# 2560x1440 + 120/144Hz



## arbine (29. April 2014)

Hallo zusammen,

ich bin zur Zeit auf der Suche nach einem neuen Monitor und wollte nur mal generell die Frage stellen:

Gibt es ein Modell mit 2560x1440 Auflösung UND mindestens 120Hz oder sogar 144Hz, beides nativ?

Ich habe bereits den Thread mit den übertaktbaren Korea-Modellen gesehen. Allerdings ist sowas für mich persönlich eher nichts, deswegen auch der Hinweis auf nativ. Wäre wirklich super, wenn mir jemand mit Marktüberblick helfen könnte. Bei geizhals/PCGH Preisvergleich/Prad kann man 144Hz leider nicht als Kriterium für Filter angeben.

Vielen Dank und beste Grüße!
arbine


----------



## Painkiller (29. April 2014)

> Gibt es ein Modell mit 2560x1440 Auflösung UND mindestens 120Hz oder sogar 144Hz, beides nativ?


Kurz gesagt: Nein 

Entweder 2560x1440p oder 144Hz 



> Bei geizhals/PCGH Preisvergleich/Prad kann man 144Hz leider nicht als Kriterium für Filter angeben.
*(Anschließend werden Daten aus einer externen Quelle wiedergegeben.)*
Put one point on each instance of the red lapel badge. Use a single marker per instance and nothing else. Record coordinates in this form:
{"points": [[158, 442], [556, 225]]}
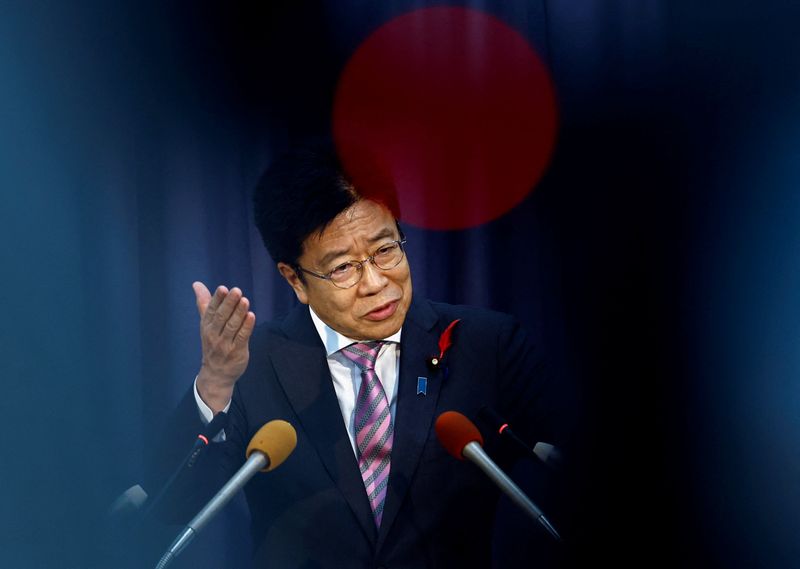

Öhm, klar geht das! -> http://preisvergleich.pcgameshardware.de/?cat=monlcd19wide&xf=103_144Hz#xf_top

Was für Spiele spielst du denn so?


----------



## ischgibdirgleichCH (29. April 2014)

Hallo, und willkommen im Forum, arbine.
Es gibt keinen Monitor, der deinen Anforderungen Entspricht. (Ich bin würde mir auch so einen Monitor wünschen / kaufen.)
Asus hat aber zu Beginn des Jahres einen Monitor angekündigt. Er bietet 120 Hz, G-Sync, 2560x1440, 27 Zoll, und 1ms Reaktionszeit. Der Monitor heisst ROG-Swift. Hier ein Link dazu: ROG Swift PG278Q 27-inch WQHD G-Sync Gaming Monitor Spec And QnA | Republic of Gamers
Der Monitor soll laut Gerüchten noch im Frühling auf den Markt kommen. Auf der ROG Seite steht auch, dass er in den nächsten Monaten erscheinen wird. Er wird aber auch preislich in einer höheren Liga mitspielen (ich schätze mal dass er mehr als 600 Teuros kostet.)
Aber ich denke er ist eine Überlegung wert.


----------



## arbine (29. April 2014)

<<Painkiller>> schrieb:


> Kurz gesagt: Nein
> 
> Entweder 2560x1440p oder 144Hz
> 
> ...



Hi <<Painkiller>>, danke für deine Antwort!
Irgendwie hatte ich das voll übersehen, dass man unter "Besonderheiten" 144Hz einstellen konnte... sehr seltsam, da ich die Seite eigentlich durchsucht hatte.  Danke für den Hinweis!
Schade, aber ich hatte fast damit gerechnet, dass es noch keinen solchen Monitor gibt.
Die Spiele, die ich spiele, habe ich extra erstmal beiseite gelassen, auch weil sich das ständig ändert. Ich sag mal, es sind überwiegend keine klassischen Strategiespiele. Manchmal Shooter, MOBAs, RPGs, etc. Es sind auch selten die aller, aller neuestens Spiele. 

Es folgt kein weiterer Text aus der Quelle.